We previously reported an imaging technique, two-photon scanning patterned illumination microscopy, which employs patterned 2P laser excitation and frequency domain SIM reconstruction to increase optical resolution and imaging depth of SRLM [28]. Although this method simultaneously addressed some of the aforementioned drawbacks, it was limited in dynamic imaging applications due to its modulation implementation, which constrained resolution, contrast, and imaging rate (see Supporting Information). In this report, we introduce two-photon Super-resolution Patterned Excitation Reconstruction (2P-SuPER) microscopy. It uses cascaded electro-optical modulators (EOMs) and integrated adjustable magnification optics to improve spatial resolution, imaging depth, and imaging rate, while adding multicolor imaging capability and reducing excitation fluence. After validating the resolution (approximately 100 nm) and penetration depth (> 130 μm) of 2P-SuPER, we used it to image nanoscopic neuronal architecture in the neocortex and the hippocampus, investigating dendritic spine dynamics associated with plasticity induction.
2. Methods
2.1. Experimental setups
We designed 2P-SuPER based on a commercial inverted microscope (IX81, Olympus).
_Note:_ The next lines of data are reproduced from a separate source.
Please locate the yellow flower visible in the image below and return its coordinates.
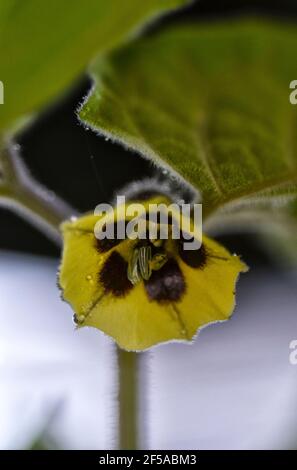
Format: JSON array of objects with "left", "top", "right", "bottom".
[{"left": 59, "top": 196, "right": 246, "bottom": 351}]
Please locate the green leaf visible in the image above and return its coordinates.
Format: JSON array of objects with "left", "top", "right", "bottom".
[
  {"left": 80, "top": 20, "right": 297, "bottom": 246},
  {"left": 0, "top": 0, "right": 187, "bottom": 129}
]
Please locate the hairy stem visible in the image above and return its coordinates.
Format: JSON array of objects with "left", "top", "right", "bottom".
[
  {"left": 0, "top": 140, "right": 76, "bottom": 244},
  {"left": 118, "top": 348, "right": 139, "bottom": 450}
]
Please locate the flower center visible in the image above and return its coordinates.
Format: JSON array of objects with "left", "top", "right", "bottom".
[{"left": 127, "top": 240, "right": 168, "bottom": 285}]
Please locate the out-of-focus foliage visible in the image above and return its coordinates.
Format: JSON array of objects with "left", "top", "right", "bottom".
[{"left": 0, "top": 0, "right": 187, "bottom": 129}]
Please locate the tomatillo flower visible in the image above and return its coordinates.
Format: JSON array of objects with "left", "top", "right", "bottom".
[{"left": 59, "top": 189, "right": 247, "bottom": 351}]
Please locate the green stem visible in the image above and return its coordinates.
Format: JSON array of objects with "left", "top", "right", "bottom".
[
  {"left": 0, "top": 140, "right": 75, "bottom": 244},
  {"left": 118, "top": 348, "right": 139, "bottom": 450},
  {"left": 0, "top": 140, "right": 139, "bottom": 450}
]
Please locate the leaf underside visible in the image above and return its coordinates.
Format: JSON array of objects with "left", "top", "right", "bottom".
[
  {"left": 80, "top": 20, "right": 297, "bottom": 253},
  {"left": 0, "top": 0, "right": 187, "bottom": 131}
]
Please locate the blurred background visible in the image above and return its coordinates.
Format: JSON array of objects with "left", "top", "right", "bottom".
[{"left": 0, "top": 0, "right": 297, "bottom": 449}]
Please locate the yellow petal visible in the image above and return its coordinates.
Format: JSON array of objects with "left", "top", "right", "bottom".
[{"left": 59, "top": 215, "right": 247, "bottom": 351}]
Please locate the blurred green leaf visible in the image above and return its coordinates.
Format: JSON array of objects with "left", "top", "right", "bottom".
[
  {"left": 80, "top": 20, "right": 297, "bottom": 250},
  {"left": 0, "top": 0, "right": 187, "bottom": 129}
]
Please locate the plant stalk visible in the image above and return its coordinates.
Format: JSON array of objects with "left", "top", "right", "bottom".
[
  {"left": 117, "top": 348, "right": 139, "bottom": 450},
  {"left": 0, "top": 144, "right": 76, "bottom": 245}
]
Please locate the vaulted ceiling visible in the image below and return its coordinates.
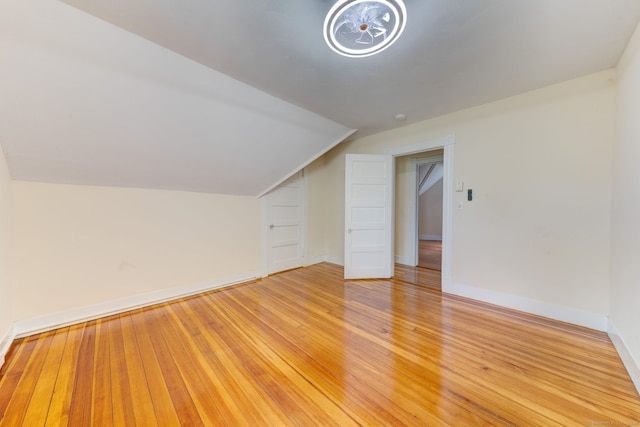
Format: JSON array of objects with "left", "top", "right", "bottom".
[{"left": 0, "top": 0, "right": 640, "bottom": 195}]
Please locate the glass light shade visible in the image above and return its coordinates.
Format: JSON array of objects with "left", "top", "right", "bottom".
[{"left": 324, "top": 0, "right": 407, "bottom": 58}]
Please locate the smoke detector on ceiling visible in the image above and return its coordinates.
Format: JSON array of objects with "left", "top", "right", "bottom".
[{"left": 323, "top": 0, "right": 407, "bottom": 58}]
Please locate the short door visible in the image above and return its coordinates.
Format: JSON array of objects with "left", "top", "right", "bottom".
[{"left": 267, "top": 172, "right": 305, "bottom": 274}]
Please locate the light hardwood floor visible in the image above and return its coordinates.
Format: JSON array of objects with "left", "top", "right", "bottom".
[
  {"left": 418, "top": 240, "right": 442, "bottom": 271},
  {"left": 0, "top": 264, "right": 640, "bottom": 427},
  {"left": 394, "top": 240, "right": 442, "bottom": 290}
]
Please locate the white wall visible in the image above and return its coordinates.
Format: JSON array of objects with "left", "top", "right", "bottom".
[
  {"left": 610, "top": 21, "right": 640, "bottom": 390},
  {"left": 312, "top": 71, "right": 615, "bottom": 329},
  {"left": 13, "top": 181, "right": 261, "bottom": 332},
  {"left": 0, "top": 150, "right": 13, "bottom": 366}
]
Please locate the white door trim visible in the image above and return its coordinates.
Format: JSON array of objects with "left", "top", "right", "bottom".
[
  {"left": 385, "top": 135, "right": 455, "bottom": 292},
  {"left": 405, "top": 153, "right": 446, "bottom": 267}
]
The output beam of an 80 MHz Ti:Sapphire laser with 100-fs pulse width (Mai Tai, Newport) first passed through a beam condenser before being routed through two electro-optic modulators (EOMs) (350-160-02-Bk, 350–80 LA-BK-02, Conoptics, Inc.) cascaded in series to sinusoidally modulate the beam (see Supporting Information). Next, the beam was directed to the microscope body after passing through a two-dimensional galvanometer scanning mirror system (QS-7 OPD, Nutfield) and a telescopic beam expander (magnification ratio: 125/30). The NIR excitation light entering the microscope was reflected off a dichroic beam splitter (69218, Edmund Optics) and projected onto the sample through a 1.4-NA 100x oil immersion objective (UPlanSApo, Olympus). Imaging was confined to near the aplanatic point of the objective to minimize spherical aberrations. We used a custom LabVIEW™ program to synchronize the galvanometer scan and the sinusoidal modulation frequency of the EOMs to produce the desired patterned illumination field onto the imaging plane (Figure 1). To collect fluorescence emission, we used an NIR filter (49822, Edmond Optics) and a custom-made filter wheel with blue (FF01–439/154–25, Semrock), green (FF01–550/88–25, Semrock), and red (FF02–641/75, Semrock) band-pass filters before the EMCCD (C9100–13, Hamamatsu). We also used an adjustable magnification lens system (UltraZoom 6000, Navitar) to control the pixel size and imaging plane on the EMCCD. The EMCCD exposure duration matched one patterned illumination. We acquired images corresponding to nine illumination patterns with three angles and three phases [28] for reconstruction.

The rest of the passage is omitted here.